Spectral Angle Mapper (SAM)#
SAM measures how closely each pixel’s spectrum matches one or more reference spectra (e.g. known minerals), by treating spectra as vectors and comparing their angle rather than their brightness.
How it works#
Picture each spectrum — a pixel’s, and a reference’s — as a vector in n-dimensional space, where n is the number of bands. SAM computes the angle between those two vectors:
angle = arccos( (pixel · reference) / (‖pixel‖ ‖reference‖) )
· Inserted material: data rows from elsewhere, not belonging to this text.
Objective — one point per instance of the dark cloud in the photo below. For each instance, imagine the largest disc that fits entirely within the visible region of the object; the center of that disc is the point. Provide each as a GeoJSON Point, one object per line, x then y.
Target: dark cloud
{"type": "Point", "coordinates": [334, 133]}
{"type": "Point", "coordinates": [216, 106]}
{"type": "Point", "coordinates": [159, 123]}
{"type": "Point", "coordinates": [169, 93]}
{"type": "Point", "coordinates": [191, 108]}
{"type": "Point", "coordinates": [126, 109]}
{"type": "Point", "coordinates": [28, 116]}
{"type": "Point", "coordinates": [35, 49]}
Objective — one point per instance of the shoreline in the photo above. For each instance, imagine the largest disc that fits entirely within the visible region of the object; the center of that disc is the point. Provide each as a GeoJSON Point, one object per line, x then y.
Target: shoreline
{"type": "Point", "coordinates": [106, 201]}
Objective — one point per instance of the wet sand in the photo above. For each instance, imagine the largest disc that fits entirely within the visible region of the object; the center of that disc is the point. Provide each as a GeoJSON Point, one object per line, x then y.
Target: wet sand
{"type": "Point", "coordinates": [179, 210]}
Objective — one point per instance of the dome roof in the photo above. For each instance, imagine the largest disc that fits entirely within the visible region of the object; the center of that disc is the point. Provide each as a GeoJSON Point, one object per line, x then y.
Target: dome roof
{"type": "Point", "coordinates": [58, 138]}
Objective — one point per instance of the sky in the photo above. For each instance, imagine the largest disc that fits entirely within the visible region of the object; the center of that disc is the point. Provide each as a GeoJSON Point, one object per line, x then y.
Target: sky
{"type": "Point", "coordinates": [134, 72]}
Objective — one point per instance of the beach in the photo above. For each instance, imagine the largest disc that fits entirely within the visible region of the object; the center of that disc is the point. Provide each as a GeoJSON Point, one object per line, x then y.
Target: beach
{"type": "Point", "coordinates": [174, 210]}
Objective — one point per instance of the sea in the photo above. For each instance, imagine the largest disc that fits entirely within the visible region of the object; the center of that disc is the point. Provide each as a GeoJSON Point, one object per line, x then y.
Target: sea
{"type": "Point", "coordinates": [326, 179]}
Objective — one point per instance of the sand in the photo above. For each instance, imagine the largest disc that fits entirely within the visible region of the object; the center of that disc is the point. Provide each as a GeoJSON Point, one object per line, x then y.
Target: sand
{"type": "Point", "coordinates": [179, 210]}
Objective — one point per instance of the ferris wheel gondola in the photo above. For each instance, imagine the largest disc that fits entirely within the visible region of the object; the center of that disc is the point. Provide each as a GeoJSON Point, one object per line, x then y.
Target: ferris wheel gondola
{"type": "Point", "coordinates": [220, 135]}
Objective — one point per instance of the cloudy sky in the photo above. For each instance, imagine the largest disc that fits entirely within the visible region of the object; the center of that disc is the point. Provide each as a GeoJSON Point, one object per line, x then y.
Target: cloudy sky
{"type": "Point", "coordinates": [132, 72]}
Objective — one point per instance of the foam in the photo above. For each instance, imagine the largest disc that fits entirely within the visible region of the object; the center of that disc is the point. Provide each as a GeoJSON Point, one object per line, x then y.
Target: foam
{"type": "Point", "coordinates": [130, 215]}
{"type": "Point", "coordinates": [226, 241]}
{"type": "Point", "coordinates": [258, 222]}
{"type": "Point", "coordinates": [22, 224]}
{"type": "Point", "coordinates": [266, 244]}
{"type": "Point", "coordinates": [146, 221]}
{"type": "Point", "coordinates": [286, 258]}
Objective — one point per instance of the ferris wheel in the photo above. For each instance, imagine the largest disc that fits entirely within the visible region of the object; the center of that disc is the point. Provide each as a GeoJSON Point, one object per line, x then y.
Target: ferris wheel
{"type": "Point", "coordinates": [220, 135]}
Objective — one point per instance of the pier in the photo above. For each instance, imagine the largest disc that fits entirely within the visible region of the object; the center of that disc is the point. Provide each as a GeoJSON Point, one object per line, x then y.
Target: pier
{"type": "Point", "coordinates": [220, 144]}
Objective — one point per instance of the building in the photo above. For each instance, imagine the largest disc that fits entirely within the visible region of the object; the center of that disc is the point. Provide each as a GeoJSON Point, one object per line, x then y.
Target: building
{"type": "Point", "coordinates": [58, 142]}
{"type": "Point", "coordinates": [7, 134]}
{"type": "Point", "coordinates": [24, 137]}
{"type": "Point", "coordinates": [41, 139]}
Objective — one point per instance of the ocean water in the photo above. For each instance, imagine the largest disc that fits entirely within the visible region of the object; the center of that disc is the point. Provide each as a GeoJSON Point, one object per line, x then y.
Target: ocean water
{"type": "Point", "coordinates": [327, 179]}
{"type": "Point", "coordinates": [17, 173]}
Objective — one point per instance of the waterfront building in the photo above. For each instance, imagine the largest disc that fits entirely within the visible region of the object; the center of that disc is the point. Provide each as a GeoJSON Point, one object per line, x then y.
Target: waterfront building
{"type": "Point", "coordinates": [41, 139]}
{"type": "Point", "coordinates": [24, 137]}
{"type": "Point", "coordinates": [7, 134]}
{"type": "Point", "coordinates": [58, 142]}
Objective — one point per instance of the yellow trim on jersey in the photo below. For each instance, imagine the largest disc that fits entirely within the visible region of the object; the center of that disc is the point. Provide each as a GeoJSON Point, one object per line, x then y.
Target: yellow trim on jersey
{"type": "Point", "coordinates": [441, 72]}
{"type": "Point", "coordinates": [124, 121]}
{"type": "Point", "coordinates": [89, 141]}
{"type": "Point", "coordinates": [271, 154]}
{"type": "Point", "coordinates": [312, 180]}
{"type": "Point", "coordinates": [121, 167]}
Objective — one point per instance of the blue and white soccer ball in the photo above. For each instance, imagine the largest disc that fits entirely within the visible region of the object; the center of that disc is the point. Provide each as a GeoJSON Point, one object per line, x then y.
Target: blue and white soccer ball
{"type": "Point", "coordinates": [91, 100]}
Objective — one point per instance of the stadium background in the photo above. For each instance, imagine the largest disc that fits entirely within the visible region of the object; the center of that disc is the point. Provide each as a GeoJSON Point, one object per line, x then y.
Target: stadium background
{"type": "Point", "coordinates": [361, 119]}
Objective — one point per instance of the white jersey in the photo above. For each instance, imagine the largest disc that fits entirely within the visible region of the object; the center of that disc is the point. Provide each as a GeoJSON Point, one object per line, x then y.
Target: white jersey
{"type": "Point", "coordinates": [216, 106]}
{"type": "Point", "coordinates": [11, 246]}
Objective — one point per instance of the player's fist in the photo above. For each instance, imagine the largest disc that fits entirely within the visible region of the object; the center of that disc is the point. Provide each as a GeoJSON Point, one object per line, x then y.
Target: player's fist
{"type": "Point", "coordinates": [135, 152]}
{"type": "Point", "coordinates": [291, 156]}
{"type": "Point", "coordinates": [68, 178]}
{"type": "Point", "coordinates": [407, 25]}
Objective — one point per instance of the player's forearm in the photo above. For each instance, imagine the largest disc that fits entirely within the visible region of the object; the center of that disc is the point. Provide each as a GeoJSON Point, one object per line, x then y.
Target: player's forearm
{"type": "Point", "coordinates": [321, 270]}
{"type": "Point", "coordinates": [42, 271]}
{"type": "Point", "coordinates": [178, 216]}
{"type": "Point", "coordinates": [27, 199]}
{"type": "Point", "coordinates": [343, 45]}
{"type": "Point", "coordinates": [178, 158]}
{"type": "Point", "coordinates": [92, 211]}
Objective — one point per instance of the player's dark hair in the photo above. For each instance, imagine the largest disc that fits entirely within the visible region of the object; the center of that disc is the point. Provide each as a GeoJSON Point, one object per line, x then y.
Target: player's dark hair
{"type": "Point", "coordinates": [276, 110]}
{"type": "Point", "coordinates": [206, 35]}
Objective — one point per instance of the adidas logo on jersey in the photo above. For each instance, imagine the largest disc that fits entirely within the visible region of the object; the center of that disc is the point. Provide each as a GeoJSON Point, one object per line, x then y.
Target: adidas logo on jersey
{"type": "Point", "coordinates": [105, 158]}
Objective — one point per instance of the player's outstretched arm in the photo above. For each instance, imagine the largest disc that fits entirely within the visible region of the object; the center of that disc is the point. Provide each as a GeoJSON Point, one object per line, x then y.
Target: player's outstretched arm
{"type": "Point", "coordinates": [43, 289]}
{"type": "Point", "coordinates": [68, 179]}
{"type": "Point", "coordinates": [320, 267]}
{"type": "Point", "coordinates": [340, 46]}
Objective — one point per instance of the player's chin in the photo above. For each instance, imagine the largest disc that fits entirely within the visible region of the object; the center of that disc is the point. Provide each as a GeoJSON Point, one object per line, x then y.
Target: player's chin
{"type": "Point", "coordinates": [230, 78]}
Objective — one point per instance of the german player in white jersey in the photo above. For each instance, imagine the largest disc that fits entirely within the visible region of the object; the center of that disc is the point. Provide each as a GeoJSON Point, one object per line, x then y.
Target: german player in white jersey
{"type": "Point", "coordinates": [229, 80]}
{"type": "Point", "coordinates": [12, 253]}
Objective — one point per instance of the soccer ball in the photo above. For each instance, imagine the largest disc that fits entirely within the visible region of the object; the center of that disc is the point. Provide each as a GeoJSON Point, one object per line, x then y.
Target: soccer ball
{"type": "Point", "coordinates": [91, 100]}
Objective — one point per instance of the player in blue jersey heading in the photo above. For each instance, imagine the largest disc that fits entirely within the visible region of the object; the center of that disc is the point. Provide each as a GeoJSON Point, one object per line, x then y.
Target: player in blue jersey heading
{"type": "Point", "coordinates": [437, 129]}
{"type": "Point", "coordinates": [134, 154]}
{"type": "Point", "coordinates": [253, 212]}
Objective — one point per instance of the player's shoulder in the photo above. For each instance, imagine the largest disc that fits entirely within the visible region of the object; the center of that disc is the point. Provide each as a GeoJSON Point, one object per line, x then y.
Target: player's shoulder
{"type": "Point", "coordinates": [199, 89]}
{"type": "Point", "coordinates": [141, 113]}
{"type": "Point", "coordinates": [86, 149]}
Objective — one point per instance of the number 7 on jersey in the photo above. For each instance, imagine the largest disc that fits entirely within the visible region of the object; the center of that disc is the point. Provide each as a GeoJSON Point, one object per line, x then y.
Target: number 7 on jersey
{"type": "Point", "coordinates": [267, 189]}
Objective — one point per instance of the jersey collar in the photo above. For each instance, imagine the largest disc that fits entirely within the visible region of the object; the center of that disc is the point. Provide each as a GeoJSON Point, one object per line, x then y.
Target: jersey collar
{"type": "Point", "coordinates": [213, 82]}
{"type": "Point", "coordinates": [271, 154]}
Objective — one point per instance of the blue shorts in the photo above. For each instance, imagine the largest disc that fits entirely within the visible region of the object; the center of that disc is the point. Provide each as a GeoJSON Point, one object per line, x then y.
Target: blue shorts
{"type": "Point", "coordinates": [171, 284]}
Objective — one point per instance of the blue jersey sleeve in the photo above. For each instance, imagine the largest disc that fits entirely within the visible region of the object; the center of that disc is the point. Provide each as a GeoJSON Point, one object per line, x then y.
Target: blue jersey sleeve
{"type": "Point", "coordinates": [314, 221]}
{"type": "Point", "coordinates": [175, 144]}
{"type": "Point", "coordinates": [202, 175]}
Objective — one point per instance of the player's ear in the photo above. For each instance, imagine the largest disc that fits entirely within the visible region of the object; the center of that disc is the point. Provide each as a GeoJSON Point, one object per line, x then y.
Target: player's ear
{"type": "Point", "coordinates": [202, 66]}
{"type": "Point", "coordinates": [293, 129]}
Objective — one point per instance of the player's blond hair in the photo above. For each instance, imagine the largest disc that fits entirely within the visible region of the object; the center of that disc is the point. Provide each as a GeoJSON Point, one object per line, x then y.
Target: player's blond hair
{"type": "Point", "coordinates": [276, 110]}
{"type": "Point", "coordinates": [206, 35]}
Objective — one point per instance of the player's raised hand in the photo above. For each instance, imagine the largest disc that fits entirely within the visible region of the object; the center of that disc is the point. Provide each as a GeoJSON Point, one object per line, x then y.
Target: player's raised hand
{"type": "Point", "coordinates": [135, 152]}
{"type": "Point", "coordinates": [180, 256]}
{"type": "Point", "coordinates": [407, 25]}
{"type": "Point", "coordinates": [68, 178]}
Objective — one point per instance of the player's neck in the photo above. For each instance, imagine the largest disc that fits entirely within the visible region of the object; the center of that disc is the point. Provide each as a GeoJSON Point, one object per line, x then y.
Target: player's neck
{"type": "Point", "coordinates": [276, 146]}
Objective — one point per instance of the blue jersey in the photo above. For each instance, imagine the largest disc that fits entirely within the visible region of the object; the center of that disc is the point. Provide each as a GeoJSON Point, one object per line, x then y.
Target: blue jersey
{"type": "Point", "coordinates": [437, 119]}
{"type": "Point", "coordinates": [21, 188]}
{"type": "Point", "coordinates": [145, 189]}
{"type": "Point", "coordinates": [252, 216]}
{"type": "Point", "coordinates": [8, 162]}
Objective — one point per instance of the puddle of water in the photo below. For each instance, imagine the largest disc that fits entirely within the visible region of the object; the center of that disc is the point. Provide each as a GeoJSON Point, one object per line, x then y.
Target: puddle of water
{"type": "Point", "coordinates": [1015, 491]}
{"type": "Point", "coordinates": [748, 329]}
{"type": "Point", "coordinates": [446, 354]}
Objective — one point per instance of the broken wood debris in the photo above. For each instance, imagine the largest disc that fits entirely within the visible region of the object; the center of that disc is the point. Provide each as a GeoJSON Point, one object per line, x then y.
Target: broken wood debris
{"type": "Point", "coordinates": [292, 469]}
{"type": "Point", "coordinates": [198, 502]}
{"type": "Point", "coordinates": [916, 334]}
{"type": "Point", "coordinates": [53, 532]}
reported in degrees. Because it depends only on the direction of the vectors, not their length, SAM is insensitive to illumination and brightness — a brightly lit and a shadowed pixel of the same material point the same way and give the same (small) angle. A smaller angle means a better match; an angle below the per-reference threshold marks the pixel as a detection.
Before comparison, each reference is interpolated onto the target’s wavelength grid (linearly), bad bands are dropped, and only the chosen wavelength range is used.
In Image Cube mode each run produces two datasets, one band per reference spectrum:
SAM Angle, Img: <source>— the angle (degrees) at every pixel.SAM CLS, Img: <source>— a boolean classification (angle < threshold).
Using the tool#
Inputs work the same way as Spectral Feature Fitting:
Target — choose Image Cube (or Spectrum) and select the dataset (or spectrum) to analyze.
Wavelength range — set the min/max and units to restrict the comparison.
References — check one or more reference spectra. Add them via Add Library, Add Spectrum (from a text file), or Add Collected Spectrum; a default USGS mineral library is preloaded to get you started. Each reference has its own threshold (Initial Angle (°), default 5°), seeded from the method threshold but individually overridable.
Click Run SAM. Image-cube runs proceed in the background; spectrum runs open a ranked details table with a comparison plot.